Bedsprings and Chevy Grill

Rusty bedsprings serve as bookends for a great old Chevy grill. Low voltage lights glow from the headlights.

Photo Credit: Janet Rademacher

Fan flowers

This giant-sized bouquet of flowers fashioned from old fans was created by artist Jennie Curé.

Photo Credit: Janet Rademacher

So where can you find the good stuff? Here are a few suggestions:

Friends are Forever: Friends are the best source of great junk. Once they know you’ll welcome anything, they’ll drop off old metal radiators, tractor seats, bedsprings, headboards and goodness knows what else.

Wildcat Dump Sites: You can probably think of a spot in your local woods or nearby desert where people have created an impromptu dump site. Be on the lookout for anything rusty and intriguing. Old bedsprings, for example, as well as sofa and chair springs, are easy to find and make great trellises. (And they’re free!)

Second-Hand and Antique Stores: Not into dump-diving? For the more squeamish, clean stores that carry antiques and other old items can be a great source of cool garden art, too. (They’re more expensive, but cool nonetheless!)

Finding great junk is relativity easy. The biggest challenge is to properly incorporate it into the garden so it looks tasteful instead of tacky. Here are a few tips to keep in mind when finding a home for your fabulous junk/artwork:

Out of Sight: A good rule of thumb is to put your “stranger” pieces in the back yard rather than in the front, so the neighbors won’t be offended. (This just keeps peace in the neighborhood.)

Less is More: A few really unique junk treasures are better than a yard full of stuff. Be selective and don’t go overboard.

Camouflage is Cool: Always use lots of plants to soften and partially hide your found objects. This creates mystery and intrigue in the garden. A bunch of rusty stuff scattered around a barren lot is not cool – or attractive.

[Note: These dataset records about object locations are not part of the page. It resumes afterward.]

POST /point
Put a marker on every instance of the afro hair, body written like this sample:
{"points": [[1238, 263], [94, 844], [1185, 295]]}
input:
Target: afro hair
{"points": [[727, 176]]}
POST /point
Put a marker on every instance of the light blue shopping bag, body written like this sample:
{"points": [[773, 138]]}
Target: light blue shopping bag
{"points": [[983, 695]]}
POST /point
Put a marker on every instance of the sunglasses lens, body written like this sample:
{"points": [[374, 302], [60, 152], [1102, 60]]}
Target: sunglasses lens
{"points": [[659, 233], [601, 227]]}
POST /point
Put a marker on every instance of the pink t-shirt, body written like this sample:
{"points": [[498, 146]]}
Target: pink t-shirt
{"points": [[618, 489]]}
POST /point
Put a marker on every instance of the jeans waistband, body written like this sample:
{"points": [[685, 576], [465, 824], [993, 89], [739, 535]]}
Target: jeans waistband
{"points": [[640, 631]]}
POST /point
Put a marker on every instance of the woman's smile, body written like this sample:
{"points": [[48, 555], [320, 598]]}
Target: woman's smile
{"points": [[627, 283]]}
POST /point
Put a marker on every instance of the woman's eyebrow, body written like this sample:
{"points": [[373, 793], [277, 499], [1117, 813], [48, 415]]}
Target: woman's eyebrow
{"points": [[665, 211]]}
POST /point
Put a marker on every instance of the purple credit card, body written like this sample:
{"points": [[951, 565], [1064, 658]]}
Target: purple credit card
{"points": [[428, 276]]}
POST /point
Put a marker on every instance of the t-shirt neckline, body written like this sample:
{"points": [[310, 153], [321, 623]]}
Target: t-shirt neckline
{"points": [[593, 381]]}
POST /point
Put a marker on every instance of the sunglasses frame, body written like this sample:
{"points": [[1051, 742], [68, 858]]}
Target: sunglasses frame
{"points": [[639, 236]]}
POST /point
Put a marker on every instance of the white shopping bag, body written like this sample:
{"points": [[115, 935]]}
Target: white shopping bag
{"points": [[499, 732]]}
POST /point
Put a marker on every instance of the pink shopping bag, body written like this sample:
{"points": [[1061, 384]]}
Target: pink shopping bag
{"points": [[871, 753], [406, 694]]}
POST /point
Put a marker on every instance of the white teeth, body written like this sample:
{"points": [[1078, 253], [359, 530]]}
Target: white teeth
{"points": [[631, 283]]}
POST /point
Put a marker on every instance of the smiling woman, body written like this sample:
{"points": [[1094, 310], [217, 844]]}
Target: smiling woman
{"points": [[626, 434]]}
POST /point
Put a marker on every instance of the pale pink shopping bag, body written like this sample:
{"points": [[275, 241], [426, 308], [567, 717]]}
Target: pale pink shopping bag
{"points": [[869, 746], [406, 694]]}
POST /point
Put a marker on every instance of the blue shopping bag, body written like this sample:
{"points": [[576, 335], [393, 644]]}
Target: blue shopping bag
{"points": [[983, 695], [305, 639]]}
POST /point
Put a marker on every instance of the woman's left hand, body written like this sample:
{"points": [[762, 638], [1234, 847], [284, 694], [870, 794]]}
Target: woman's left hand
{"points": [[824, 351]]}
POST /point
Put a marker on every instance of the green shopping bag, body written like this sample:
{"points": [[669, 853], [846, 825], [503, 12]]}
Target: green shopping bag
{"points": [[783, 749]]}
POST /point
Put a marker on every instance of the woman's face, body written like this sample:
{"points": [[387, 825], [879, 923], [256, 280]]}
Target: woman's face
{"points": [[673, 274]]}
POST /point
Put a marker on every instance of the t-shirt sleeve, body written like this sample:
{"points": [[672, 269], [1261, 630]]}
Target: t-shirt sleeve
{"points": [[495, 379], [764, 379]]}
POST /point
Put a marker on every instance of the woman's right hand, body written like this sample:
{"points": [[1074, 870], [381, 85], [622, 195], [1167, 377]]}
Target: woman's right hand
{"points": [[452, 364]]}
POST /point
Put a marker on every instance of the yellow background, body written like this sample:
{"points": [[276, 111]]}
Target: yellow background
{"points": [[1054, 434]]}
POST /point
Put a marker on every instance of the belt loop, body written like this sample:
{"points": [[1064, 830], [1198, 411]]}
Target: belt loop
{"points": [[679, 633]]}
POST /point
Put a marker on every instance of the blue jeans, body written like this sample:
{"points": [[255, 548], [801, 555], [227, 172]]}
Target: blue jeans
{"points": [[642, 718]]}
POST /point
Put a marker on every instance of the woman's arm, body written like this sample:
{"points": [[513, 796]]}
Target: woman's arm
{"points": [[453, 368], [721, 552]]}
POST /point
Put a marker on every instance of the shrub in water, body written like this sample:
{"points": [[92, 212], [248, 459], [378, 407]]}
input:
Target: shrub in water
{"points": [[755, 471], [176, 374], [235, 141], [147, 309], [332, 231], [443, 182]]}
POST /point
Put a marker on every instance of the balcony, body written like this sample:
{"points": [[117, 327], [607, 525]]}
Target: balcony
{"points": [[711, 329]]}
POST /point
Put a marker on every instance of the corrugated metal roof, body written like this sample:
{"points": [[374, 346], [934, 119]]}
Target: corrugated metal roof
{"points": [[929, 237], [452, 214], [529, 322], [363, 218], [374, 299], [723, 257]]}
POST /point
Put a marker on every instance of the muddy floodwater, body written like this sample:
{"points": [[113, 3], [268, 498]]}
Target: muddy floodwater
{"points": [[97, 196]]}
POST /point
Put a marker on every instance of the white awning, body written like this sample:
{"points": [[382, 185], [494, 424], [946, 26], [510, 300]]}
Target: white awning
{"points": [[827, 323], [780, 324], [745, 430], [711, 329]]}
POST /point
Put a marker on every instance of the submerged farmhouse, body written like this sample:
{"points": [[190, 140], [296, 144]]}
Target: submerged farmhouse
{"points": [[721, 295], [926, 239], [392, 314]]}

Collecting unique, vintage, offbeat, chipped and battered treasures – and using them around your garden – is a fun hobby that gives a garden character. Anyone can buy a mass-produced garden trinket. Skip the obvious choices, hunt for daring and different objets d’art, and snuggle them in among your plants!

Junk Jewels Montage 1

  1. A makeshift desert shooting range yielded perforated treasures that double as light fixtures. “El Bandito” completes the scene.
  2. Pay homage to Hispanic barrio gardens with a shrine converted from a cast iron bathtub. Shards of decorative tile liven up the inside.
  3. An unknown artist fashioned this eye-catching birdhouse covered with smashed bottle caps.
  4. Tucson artist Ned Eagen creates whimsical creatures from salvaged metal objects.